The new F123 3D printer series had a successful launch in February. However, these are lower-cost, entry-level professional printers, so the initial burst in sales had a negative effect on Stratasys' year-over-year revenue comparison, as Payorski noted. The company's product gross margin was also negatively impacted since these printers sport margins that are lower than the segment's average.

New product launches in any specific quarter will always impact year-over-year comparisons. However, the bigger picture has both sobering and encouraging aspects. Rapid prototyping is increasingly being done on lower-end 3D printers because of the substantial technological advances in recent years. This means that lower-end models are likely cannibalizing sales of some higher-end models, at least to some degree. However, the availability of the F123 series will probably help expand the total market size for professional rapid prototyping printers. 

Continuous Build 3D Demonstrator.

Image source: Stratasys.

3. A new (third) next-generation technology demonstrator announced

From Levin's remarks:

[W]e recently unveiled our latest technology demonstrator, the Stratasys Continuous Build 3D Demonstrator, a new additive manufacturing platform comprised of a modular unit with multiple 3D print cells working simultaneously and driven by a central cloud-based architecture. The new platform will leverage our core FDM [fused deposition modeling] technology, GrabCAD control and monitoring and multi-cell scalable architecture to produce parts in a continuous stream with minor operator intervention, automatically ejecting completed parts and commencing new ones.
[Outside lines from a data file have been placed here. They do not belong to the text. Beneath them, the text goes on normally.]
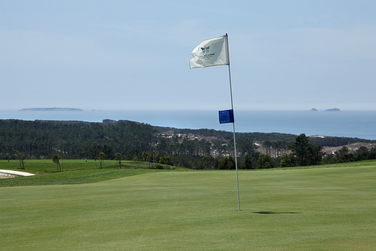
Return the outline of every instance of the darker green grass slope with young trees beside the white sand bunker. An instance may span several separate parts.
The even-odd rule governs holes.
[[[164,168],[165,165],[163,165]],[[149,163],[142,161],[122,161],[122,168],[114,160],[105,160],[103,169],[99,169],[99,161],[94,160],[64,160],[64,172],[57,172],[52,160],[27,160],[25,170],[21,170],[18,160],[0,160],[0,169],[17,170],[35,173],[35,176],[20,176],[11,179],[0,179],[0,187],[36,186],[36,185],[67,185],[95,183],[113,180],[132,175],[167,170],[149,169]],[[183,167],[171,167],[175,170],[186,170]]]

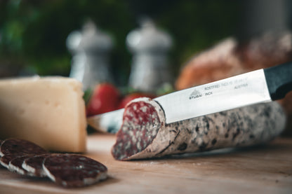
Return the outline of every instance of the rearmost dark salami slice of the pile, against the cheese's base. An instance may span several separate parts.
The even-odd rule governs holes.
[[[0,147],[0,155],[7,154],[42,154],[48,153],[44,148],[25,139],[6,139]]]

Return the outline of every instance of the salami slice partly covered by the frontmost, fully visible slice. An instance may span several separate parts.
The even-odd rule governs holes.
[[[22,168],[27,170],[29,174],[32,174],[33,176],[38,177],[45,177],[46,172],[43,168],[43,163],[46,157],[48,157],[49,154],[42,154],[42,155],[33,155],[29,158],[26,158],[22,162]]]

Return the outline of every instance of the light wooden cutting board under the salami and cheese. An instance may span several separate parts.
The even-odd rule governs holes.
[[[0,193],[292,193],[292,138],[254,148],[131,162],[112,158],[114,140],[112,134],[88,137],[86,155],[108,167],[105,181],[67,189],[1,168]]]

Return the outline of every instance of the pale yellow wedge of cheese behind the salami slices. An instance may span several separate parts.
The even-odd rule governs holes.
[[[83,95],[73,78],[0,80],[0,139],[27,139],[50,151],[86,151]]]

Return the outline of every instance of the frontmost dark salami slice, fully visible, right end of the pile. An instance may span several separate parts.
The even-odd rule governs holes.
[[[44,160],[47,176],[65,187],[91,185],[107,177],[107,167],[84,155],[52,154]]]

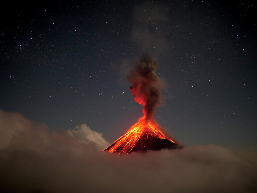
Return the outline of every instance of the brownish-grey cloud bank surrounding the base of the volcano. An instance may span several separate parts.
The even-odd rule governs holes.
[[[4,192],[256,190],[256,165],[216,145],[117,156],[99,151],[106,141],[85,124],[52,132],[1,110],[0,141]]]

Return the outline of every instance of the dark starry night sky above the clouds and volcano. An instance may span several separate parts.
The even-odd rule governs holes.
[[[126,77],[143,54],[163,79],[155,118],[185,146],[256,148],[254,1],[1,5],[0,108],[113,142],[142,116]],[[7,11],[7,12],[4,12]]]

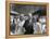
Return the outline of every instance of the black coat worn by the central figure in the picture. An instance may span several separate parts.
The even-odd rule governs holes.
[[[25,35],[27,34],[33,34],[34,32],[34,29],[33,29],[33,25],[29,25],[29,20],[26,20],[25,23],[24,23],[24,26],[25,28]]]

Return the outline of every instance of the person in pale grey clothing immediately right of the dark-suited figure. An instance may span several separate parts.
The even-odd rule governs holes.
[[[38,25],[38,14],[33,15],[33,26],[34,26],[34,34],[39,34],[39,25]]]

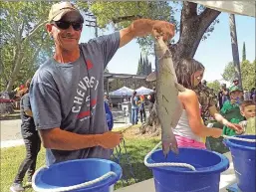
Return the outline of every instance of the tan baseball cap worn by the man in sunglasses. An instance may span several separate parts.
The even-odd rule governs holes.
[[[81,19],[81,22],[84,23],[84,18],[80,11],[70,2],[60,2],[53,4],[49,12],[48,21],[60,21],[62,17],[69,12],[77,13]]]

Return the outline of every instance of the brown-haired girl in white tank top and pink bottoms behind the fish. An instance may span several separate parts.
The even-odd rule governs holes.
[[[204,67],[193,59],[182,60],[176,67],[177,83],[186,90],[178,94],[182,103],[182,114],[176,127],[172,127],[179,147],[206,148],[207,136],[218,138],[221,136],[220,128],[206,127],[200,112],[200,100],[193,91],[201,83]],[[203,85],[203,88],[206,88]]]

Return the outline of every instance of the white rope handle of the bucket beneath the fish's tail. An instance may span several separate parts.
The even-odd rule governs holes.
[[[144,165],[149,167],[149,168],[153,168],[153,167],[167,167],[167,166],[174,166],[174,167],[186,167],[189,168],[193,171],[195,171],[194,166],[187,164],[187,163],[148,163],[147,159],[149,158],[149,156],[160,146],[161,141],[155,145],[155,147],[144,157]]]

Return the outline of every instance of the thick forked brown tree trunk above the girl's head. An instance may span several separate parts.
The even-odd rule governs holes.
[[[180,37],[176,44],[169,46],[174,66],[182,59],[194,57],[204,33],[220,14],[219,11],[206,8],[197,15],[196,9],[197,4],[183,2]]]

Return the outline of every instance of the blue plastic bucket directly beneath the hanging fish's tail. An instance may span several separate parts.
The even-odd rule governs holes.
[[[196,148],[179,148],[179,154],[169,152],[167,158],[162,150],[154,151],[147,163],[187,163],[195,170],[184,167],[153,167],[156,192],[218,192],[220,173],[229,167],[227,157],[217,152]]]

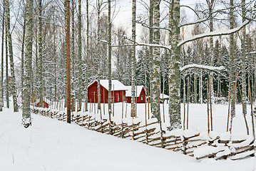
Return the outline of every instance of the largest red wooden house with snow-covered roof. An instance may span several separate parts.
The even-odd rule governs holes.
[[[101,103],[108,103],[108,80],[100,80]],[[111,81],[112,103],[126,101],[126,86],[120,81]],[[88,86],[88,103],[98,103],[98,81],[93,81]]]

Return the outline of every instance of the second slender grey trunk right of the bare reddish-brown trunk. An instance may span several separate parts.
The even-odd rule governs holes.
[[[82,14],[81,0],[78,0],[78,111],[82,107],[83,78],[82,78]]]

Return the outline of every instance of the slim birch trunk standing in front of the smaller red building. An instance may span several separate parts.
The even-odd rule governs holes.
[[[136,0],[133,0],[133,9],[132,9],[132,40],[133,47],[131,52],[131,108],[130,115],[135,116],[135,65],[136,65],[136,48],[135,48],[135,40],[136,40]]]

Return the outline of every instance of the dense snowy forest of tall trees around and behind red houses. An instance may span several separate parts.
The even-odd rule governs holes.
[[[182,0],[133,0],[129,28],[115,21],[123,5],[110,0],[1,1],[0,103],[5,100],[9,108],[12,96],[17,111],[17,97],[22,97],[26,125],[30,104],[66,99],[67,45],[71,110],[76,102],[78,110],[87,103],[89,83],[109,80],[111,90],[113,79],[132,86],[131,113],[136,85],[148,90],[158,120],[157,97],[169,95],[171,129],[181,126],[180,103],[206,103],[210,94],[212,103],[232,102],[235,116],[235,103],[256,100],[255,0],[186,5]]]

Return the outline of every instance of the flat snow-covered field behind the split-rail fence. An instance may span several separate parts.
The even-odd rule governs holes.
[[[123,105],[123,107],[122,107]],[[88,105],[90,106],[90,104]],[[96,113],[97,113],[97,105],[96,106]],[[163,115],[163,106],[165,110],[165,115]],[[114,105],[114,115],[112,120],[116,121],[116,123],[121,123],[122,118],[122,108],[123,108],[123,118],[130,117],[130,103],[127,104],[127,113],[126,113],[126,103],[115,103]],[[145,106],[145,103],[137,104],[137,115],[138,118],[143,122],[145,120],[145,108],[146,108],[146,115],[148,116],[148,104]],[[181,118],[183,124],[183,115],[184,115],[184,106],[183,104],[180,105],[181,108]],[[189,109],[188,109],[189,108]],[[209,107],[210,108],[210,107]],[[101,104],[101,109],[103,110],[103,104]],[[90,108],[88,108],[90,110]],[[113,110],[113,105],[112,105]],[[94,113],[94,103],[91,105],[91,111]],[[196,128],[201,133],[207,133],[208,130],[208,118],[207,118],[207,104],[193,104],[190,103],[189,106],[185,105],[185,117],[189,118],[189,128]],[[218,105],[213,104],[213,130],[218,133],[224,133],[227,130],[227,111],[228,105]],[[101,112],[103,118],[108,118],[108,104],[105,104],[105,115],[104,112]],[[168,115],[168,104],[165,103],[160,104],[160,113],[163,122],[163,116],[165,116],[165,123],[164,125],[170,126],[169,115]],[[250,105],[247,105],[247,123],[248,127],[250,128],[250,133],[252,133],[252,118],[251,118],[251,109]],[[151,117],[151,113],[150,113]],[[187,120],[185,120],[185,123]],[[245,138],[247,135],[247,130],[245,127],[245,119],[242,115],[242,105],[236,105],[236,117],[233,119],[232,124],[232,133],[235,136],[242,136],[241,138]]]

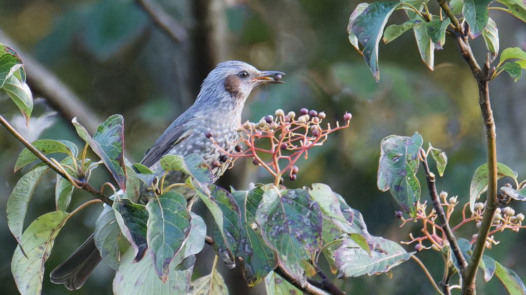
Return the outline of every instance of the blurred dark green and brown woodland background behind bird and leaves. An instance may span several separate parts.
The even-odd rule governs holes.
[[[109,115],[122,114],[127,157],[138,162],[171,121],[193,103],[201,81],[216,64],[243,60],[260,70],[287,73],[282,79],[284,85],[252,91],[244,120],[257,122],[278,108],[297,113],[300,108],[325,111],[325,121],[331,125],[341,121],[345,111],[353,114],[349,128],[332,133],[321,148],[309,151],[307,161],[299,161],[298,178],[295,182],[286,180],[287,187],[326,183],[360,210],[372,235],[409,240],[409,233],[421,234],[421,224],[399,228],[401,222],[395,218],[399,207],[389,192],[378,191],[376,172],[382,138],[418,131],[424,142],[448,155],[438,189],[459,196],[461,204],[453,223],[459,222],[473,172],[485,161],[485,142],[476,83],[454,39],[448,37],[444,50],[435,52],[434,71],[420,60],[412,32],[388,45],[380,44],[380,82],[376,83],[348,41],[347,23],[358,1],[150,1],[153,3],[149,5],[171,17],[176,38],[154,23],[141,1],[0,0],[0,42],[21,53],[35,98],[29,128],[4,93],[0,95],[0,113],[29,140],[64,139],[79,146],[84,144],[70,123],[74,116],[93,132]],[[490,16],[499,27],[502,49],[526,49],[524,23],[498,10],[490,10]],[[396,12],[389,24],[404,21],[404,14]],[[482,38],[471,43],[482,62],[486,56]],[[70,92],[64,94],[65,89]],[[490,91],[498,160],[517,171],[522,180],[526,177],[526,80],[513,83],[504,74],[490,82]],[[64,100],[74,96],[83,104]],[[0,208],[6,207],[21,177],[21,172],[13,173],[21,150],[22,145],[0,128]],[[219,184],[244,189],[250,182],[271,182],[268,176],[251,161],[239,160]],[[421,172],[419,176],[423,184]],[[29,204],[25,226],[54,209],[55,176],[48,173],[44,177]],[[100,187],[109,179],[98,168],[91,182]],[[424,202],[429,196],[426,186],[422,188]],[[88,199],[89,194],[75,191],[70,210]],[[526,212],[523,204],[515,202],[512,206],[517,213]],[[46,264],[43,294],[69,293],[64,286],[50,283],[48,273],[92,233],[101,209],[98,204],[88,206],[60,232]],[[456,234],[470,239],[474,232],[470,224]],[[485,254],[526,280],[523,231],[505,231],[495,234],[495,239],[501,243]],[[0,241],[0,294],[17,294],[10,267],[16,241],[7,228],[5,214],[0,214]],[[413,246],[404,248],[410,251]],[[209,271],[206,262],[211,255],[209,247],[200,255],[198,269],[203,274]],[[423,251],[418,257],[438,282],[443,271],[438,252]],[[231,294],[264,293],[262,284],[247,289],[239,270],[221,272]],[[113,275],[113,270],[101,264],[86,285],[72,293],[110,294]],[[479,294],[505,292],[497,278],[478,282]],[[436,292],[412,260],[395,268],[392,279],[384,275],[339,280],[336,284],[348,294]]]

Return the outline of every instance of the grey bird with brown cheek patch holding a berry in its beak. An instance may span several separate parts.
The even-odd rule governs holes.
[[[231,151],[238,140],[241,112],[254,87],[280,81],[285,73],[260,71],[246,62],[224,61],[218,64],[201,84],[194,104],[159,136],[140,164],[152,171],[161,170],[164,155],[199,154],[210,166],[217,180],[232,162],[222,151]],[[214,138],[215,144],[210,140]],[[222,151],[221,151],[222,150]],[[180,181],[177,177],[170,181]],[[69,290],[84,285],[90,273],[102,260],[92,234],[68,259],[50,273],[50,280]]]

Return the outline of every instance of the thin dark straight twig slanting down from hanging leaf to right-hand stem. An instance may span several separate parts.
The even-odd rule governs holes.
[[[433,204],[434,210],[437,212],[437,216],[440,220],[440,227],[444,230],[444,233],[446,234],[446,237],[449,241],[449,245],[451,247],[451,251],[453,251],[453,255],[457,259],[460,271],[464,271],[468,267],[468,262],[462,255],[462,252],[460,251],[460,247],[457,243],[457,239],[453,235],[453,232],[451,231],[451,228],[449,227],[448,220],[446,219],[446,214],[444,214],[444,209],[440,205],[440,197],[437,193],[437,186],[435,183],[436,178],[434,175],[429,171],[429,166],[427,163],[427,157],[426,152],[424,150],[420,149],[420,160],[422,161],[422,164],[424,166],[424,170],[426,171],[426,180],[428,184],[429,189],[429,195],[431,196],[431,202]]]

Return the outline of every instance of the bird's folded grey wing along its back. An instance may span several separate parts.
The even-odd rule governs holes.
[[[173,148],[178,142],[183,140],[188,134],[193,130],[193,126],[189,126],[189,121],[187,120],[176,120],[174,121],[168,129],[157,139],[154,145],[149,148],[144,154],[143,160],[140,161],[141,164],[146,167],[151,167],[157,161],[161,159],[166,153],[168,153],[171,148]]]

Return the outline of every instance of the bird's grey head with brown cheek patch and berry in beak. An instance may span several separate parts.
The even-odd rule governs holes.
[[[206,77],[196,103],[218,102],[223,107],[242,107],[250,91],[257,85],[283,83],[279,71],[260,71],[246,62],[229,60],[221,62]]]

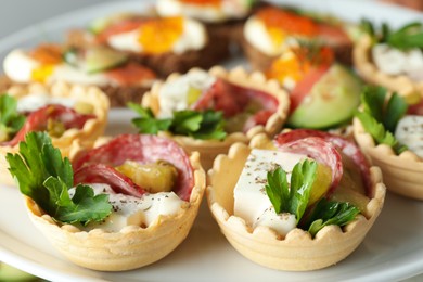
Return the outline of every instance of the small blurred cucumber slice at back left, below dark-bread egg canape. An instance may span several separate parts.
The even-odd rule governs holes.
[[[128,56],[106,47],[88,49],[85,56],[85,68],[88,74],[94,74],[125,64]]]

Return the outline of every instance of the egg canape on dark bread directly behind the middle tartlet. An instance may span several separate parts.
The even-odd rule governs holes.
[[[105,16],[93,23],[88,30],[69,31],[68,44],[107,46],[161,77],[185,73],[194,66],[208,68],[229,55],[228,40],[215,38],[203,23],[185,16],[132,13]]]

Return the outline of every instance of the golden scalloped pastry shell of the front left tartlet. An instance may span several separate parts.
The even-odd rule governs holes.
[[[74,264],[101,271],[123,271],[153,264],[172,252],[188,235],[205,191],[205,172],[200,156],[190,157],[194,169],[194,188],[190,201],[175,216],[161,216],[146,228],[128,226],[119,232],[93,229],[81,231],[75,226],[57,225],[33,200],[26,206],[34,225]]]

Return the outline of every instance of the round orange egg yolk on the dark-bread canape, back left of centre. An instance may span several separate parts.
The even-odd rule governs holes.
[[[159,54],[169,52],[183,33],[180,16],[150,20],[140,27],[139,42],[143,52]]]

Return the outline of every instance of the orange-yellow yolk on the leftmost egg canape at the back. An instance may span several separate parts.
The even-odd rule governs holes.
[[[31,52],[29,56],[40,63],[40,66],[31,72],[31,79],[39,82],[44,82],[49,76],[53,74],[54,65],[63,62],[63,50],[56,44],[40,44]]]

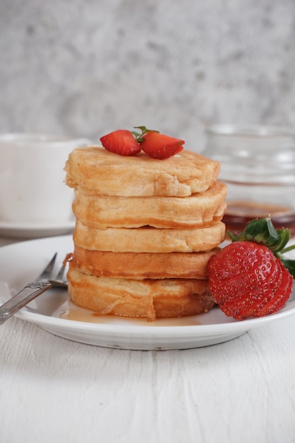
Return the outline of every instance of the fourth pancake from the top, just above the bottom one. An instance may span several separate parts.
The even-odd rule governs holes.
[[[219,248],[199,253],[114,253],[75,245],[73,260],[81,272],[98,277],[207,280],[209,258],[217,251]]]

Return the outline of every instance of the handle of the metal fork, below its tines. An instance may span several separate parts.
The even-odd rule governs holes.
[[[51,287],[52,284],[47,280],[28,283],[18,294],[0,306],[0,324]]]

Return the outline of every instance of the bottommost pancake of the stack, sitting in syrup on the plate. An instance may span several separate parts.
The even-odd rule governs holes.
[[[204,313],[215,304],[208,280],[96,277],[83,274],[73,261],[67,277],[71,301],[100,315],[146,317],[153,321]]]

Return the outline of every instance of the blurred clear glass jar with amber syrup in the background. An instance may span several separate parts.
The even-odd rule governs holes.
[[[241,231],[256,217],[272,217],[295,234],[295,130],[213,125],[202,153],[221,163],[228,185],[226,228]]]

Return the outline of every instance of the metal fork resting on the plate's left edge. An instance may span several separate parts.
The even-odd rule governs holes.
[[[13,316],[13,314],[18,312],[21,308],[23,308],[23,306],[48,289],[51,289],[52,287],[68,287],[66,280],[64,280],[64,264],[62,264],[62,267],[59,269],[57,275],[52,278],[56,258],[57,253],[53,255],[50,263],[48,263],[45,270],[41,272],[36,280],[26,284],[25,287],[18,292],[18,294],[0,306],[0,324],[4,323],[4,321]]]

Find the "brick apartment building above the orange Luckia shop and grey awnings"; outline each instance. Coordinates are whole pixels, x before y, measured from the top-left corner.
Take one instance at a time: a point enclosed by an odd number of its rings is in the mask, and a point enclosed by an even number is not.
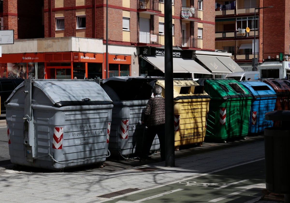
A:
[[[1,33],[10,37],[0,43],[0,76],[163,76],[164,1],[108,0],[107,7],[104,0],[0,0]],[[242,70],[231,53],[215,50],[214,4],[172,0],[174,77],[221,78]]]

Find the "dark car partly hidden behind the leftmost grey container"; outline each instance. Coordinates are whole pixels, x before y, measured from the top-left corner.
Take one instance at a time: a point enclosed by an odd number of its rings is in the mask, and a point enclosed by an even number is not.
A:
[[[0,78],[1,114],[6,114],[6,108],[4,106],[5,101],[13,90],[23,81],[24,79],[22,78]]]

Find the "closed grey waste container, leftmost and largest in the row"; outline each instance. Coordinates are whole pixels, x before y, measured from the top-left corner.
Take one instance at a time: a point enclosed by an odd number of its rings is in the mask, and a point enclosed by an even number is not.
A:
[[[59,170],[110,155],[113,102],[93,80],[26,79],[5,106],[13,164]]]

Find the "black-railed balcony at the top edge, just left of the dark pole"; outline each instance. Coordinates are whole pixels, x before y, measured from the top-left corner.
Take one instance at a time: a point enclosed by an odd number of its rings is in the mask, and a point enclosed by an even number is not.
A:
[[[150,15],[161,14],[159,0],[139,0],[137,12]]]

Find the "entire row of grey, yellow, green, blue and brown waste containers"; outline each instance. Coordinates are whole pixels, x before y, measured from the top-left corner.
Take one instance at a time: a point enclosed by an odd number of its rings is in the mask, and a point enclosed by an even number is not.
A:
[[[142,154],[142,112],[155,84],[164,97],[164,77],[26,79],[5,102],[11,162],[59,170]],[[290,81],[174,79],[173,97],[176,148],[226,142],[279,125],[265,113],[290,110]]]

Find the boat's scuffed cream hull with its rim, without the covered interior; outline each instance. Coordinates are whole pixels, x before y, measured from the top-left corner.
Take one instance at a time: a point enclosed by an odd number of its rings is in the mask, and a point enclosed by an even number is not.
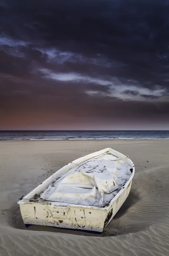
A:
[[[132,186],[132,178],[135,172],[135,166],[129,158],[126,159],[126,163],[131,166],[131,177],[126,184],[120,188],[117,195],[115,195],[109,204],[106,204],[103,207],[59,203],[54,201],[32,201],[30,199],[35,194],[38,194],[46,189],[46,187],[49,186],[52,181],[56,180],[60,174],[66,172],[69,168],[72,168],[74,164],[77,165],[83,161],[86,161],[87,159],[91,159],[92,157],[103,154],[107,151],[111,152],[111,154],[117,155],[118,157],[125,157],[123,154],[112,150],[111,148],[106,148],[88,156],[81,157],[55,172],[42,184],[37,186],[37,188],[32,190],[32,192],[18,201],[24,224],[27,226],[43,225],[63,229],[102,233],[104,228],[116,215],[129,195]]]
Earlier this month at RAPID + TCT 2017, a major industry trade show, Stratasys unveiled the Continuous Build 3D Demonstrator. This scalable platform is aimed at low-volume, continuous production applications and needs only limited operator intervention. Levin said on the call that management believes the platform will also be a good fit for education or innovation labs, where multiple users need to do prototyping at the same time. He declined to comment on a target date for commercialization.

On the company's Q3 2016 earnings call in November, Stratasys' former CFO's comments indicate that the two next-gen techs for which the company launched demonstrators last year, Infinite Build and Robotic Composite, are at least two years away from commercialization. The former -- which is being developed with partners Ford and Boeing -- prints on a vertical plane, which allows for a nearly unlimited part dimension in the build direction. The latter -- being developed with Siemens -- is an automated platform for producing parts made from composite materials.

In short, Stratasys is making some positive moves (such as increasing its exposure to metals and investing in promising next-gen technologies). However, since year-over-year revenue is still declining and the company is still unprofitable from a GAAP basis, investors should remain cautiously optimistic. The company's turnaround is only in the early stages.